Y es que vivimos en un país libre, donde todo el mundo es libre de hacer justamente lo que le da la gana, no importa que sus ganas afecten a otra mayoría que deba vivir perennemente con sus “particularidades”. Y como todos somos fervientes amantes de la libertad, no nos atrevemos ni en pensamiento a reclamar lo que nos molesta porque seguramente estaríamos afectando la libertad de alguien. Las paredes y superficies de cualquier cosa están tomadas por los grafiteros y, aunque ensucia nuestro campo visual, no importa porque ellos tienen que expresarse libremente. Los delincuentes también tienen derecho a ejercer su oficio libremente, por lo tanto, nuestra reacción como sociedad es darles el espacio que les corresponde… todas las calles, avenidas, autopistas, parques y urbanizaciones y para que esta libertad sea plena, nos replegamos, nos encerramos en nuestras casas, dejamos de salir, cambiamos nuestros hábitos y justificamos sus acciones porque “considerando la situación, seguro no les queda otra”. Un funcionario del municipio tarda toda la mañana en atender a sólo 10 personas de la cola porque no deja de hablar por teléfono entre una persona y otra, pero nadie se queja porque esa persona, seguramente es mal pagada, tiene problemas y no podemos quitarle la libertad de hablar por teléfono. Vivimos entre montones de basura porque los que deberían recogerla están ejerciendo su legítimo derecho de huelga y el resto no somos quienes para quitarles su libertad de reclamar y dejar de trabajar.
Cualquier excusa es buena para dejar de hacer lo que hay que hacer y para desatender toda necesidad. De los huecos y las colas mejor no hablar, podría tocar un punto sensible en usted que seguramente ya ha perdido el tren delantero, un tripoide, un par de cauchos y en este momento está leyendo esta revista después de una o dos horas de cola para llegar a su lugar de destino.
Las plazas, los parques, las aceras, todo parece olvidado, parece que no le doliera a nadie, que no le interesara a nadie.
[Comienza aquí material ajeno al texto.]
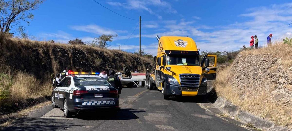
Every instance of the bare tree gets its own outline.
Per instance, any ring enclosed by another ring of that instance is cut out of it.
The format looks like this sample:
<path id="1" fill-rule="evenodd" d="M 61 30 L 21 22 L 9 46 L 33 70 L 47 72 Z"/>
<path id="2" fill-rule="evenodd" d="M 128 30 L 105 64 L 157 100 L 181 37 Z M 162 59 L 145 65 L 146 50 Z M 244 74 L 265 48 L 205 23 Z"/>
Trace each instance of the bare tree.
<path id="1" fill-rule="evenodd" d="M 110 45 L 108 44 L 107 42 L 112 42 L 113 39 L 117 36 L 117 35 L 106 35 L 104 34 L 99 36 L 98 38 L 95 38 L 94 39 L 98 42 L 99 47 L 105 48 Z"/>
<path id="2" fill-rule="evenodd" d="M 21 38 L 24 39 L 28 39 L 30 36 L 28 33 L 25 31 L 25 28 L 23 26 L 21 26 L 16 29 L 16 31 L 18 33 L 19 36 Z"/>
<path id="3" fill-rule="evenodd" d="M 22 20 L 29 25 L 33 19 L 29 11 L 37 9 L 44 0 L 0 0 L 0 31 L 8 32 L 12 26 L 18 26 Z"/>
Los zoológicos y los pocos animales que ahí mal exhiben dan absoluta pena, las plazas son espacios solitarios que cultivan la decadencia, múltiples edificaciones se han convertido en monumentos a la desidia y la gente, libertad absoluta en mano, se toma el pedazo que quiere, en cualquier parte y ahí hace una casa, con platabanda, rejas, porche, estacionamiento y Direct TV.
Aunado a todo esto está la eterna sensación de que todo sitio por donde uno pasa “es feo”. Y no sabría como definir y explicar eso de “es feo”, muchas veces no sabemos porque tenemos esa sensación, pero la verdad es que podría ser el conjunto de lo que nos rodea, desde el asfalto mal colocado y el monte que como plaga lo abarca todo hasta los avisos de los comercios, todo se siente “feo”, como hecho por salir del paso, como sin pensar en agradar al colectivo… Y aquí, cuando hablo del colectivo es cuando entiendo que es un círculo vicioso en el que décadas de mediocridad han afectado nuestra autoestima ciudadana y ya empezamos a creer que no hay algo mejor, o, peor aún, que no nos merecemos una calidad de vida mejor. Por eso no importa lo que hagan, nadie se queja y cualquier mamarrachada sin sentido, es incluso elogiada.
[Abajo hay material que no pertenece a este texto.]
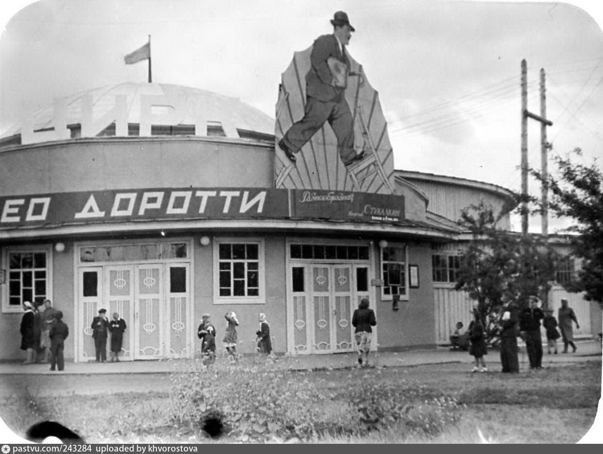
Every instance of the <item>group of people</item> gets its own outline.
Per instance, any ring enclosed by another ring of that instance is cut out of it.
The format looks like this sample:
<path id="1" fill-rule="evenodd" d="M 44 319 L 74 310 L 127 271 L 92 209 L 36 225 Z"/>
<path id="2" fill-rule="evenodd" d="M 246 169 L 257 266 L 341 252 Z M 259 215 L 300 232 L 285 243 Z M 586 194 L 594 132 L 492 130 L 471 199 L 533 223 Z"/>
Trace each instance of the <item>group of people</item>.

Para más ñapa sumamos la polaridad en que vivimos. Si te quejas de un gobierno municipal que está con el gobierno, entonces te tildan de desubicado, escuálido y golpista y, si por el contrario, la queja es contra una administración de la oposición, entonces es porque eres chavista, marginal y rojo, rojito… Pues yo creo que eso ha empeorado el asunto porque les ha dado la excusa perfecta a nuestros alcaldes y gobernadores para lavarse las manos. Yo insisto en que los problemas sociales y comunales que afectan a un colectivo no pueden tener color, no son rojitos, ni azulitos, ni blanquitos, ni verdecitos. Yo escribo este artículo sin color, sólo con la tinta de mi insatisfacción ciudadana, con mi deseo de convivir con la limpieza, con el anhelo de que mi carro sobreviva a los cientos de huecos que consigo en el camino, con la necesidad imperiosa de andar por la calle sin tanto temor, con el sueño de que algún día dejemos de perder nuestros votos y que contratemos a un alcalde como quien contrata un conserje, una persona que recorra las calles, anote lo que hace falta, lo presupueste y lo ejecute, que tenga un período de prueba como cualquier empleado y mejor aún si esta persona emula las características del agua, transparente y sin color. El color de los problemas debe ser directamente proporcional al color de los sueños y del buen vivir.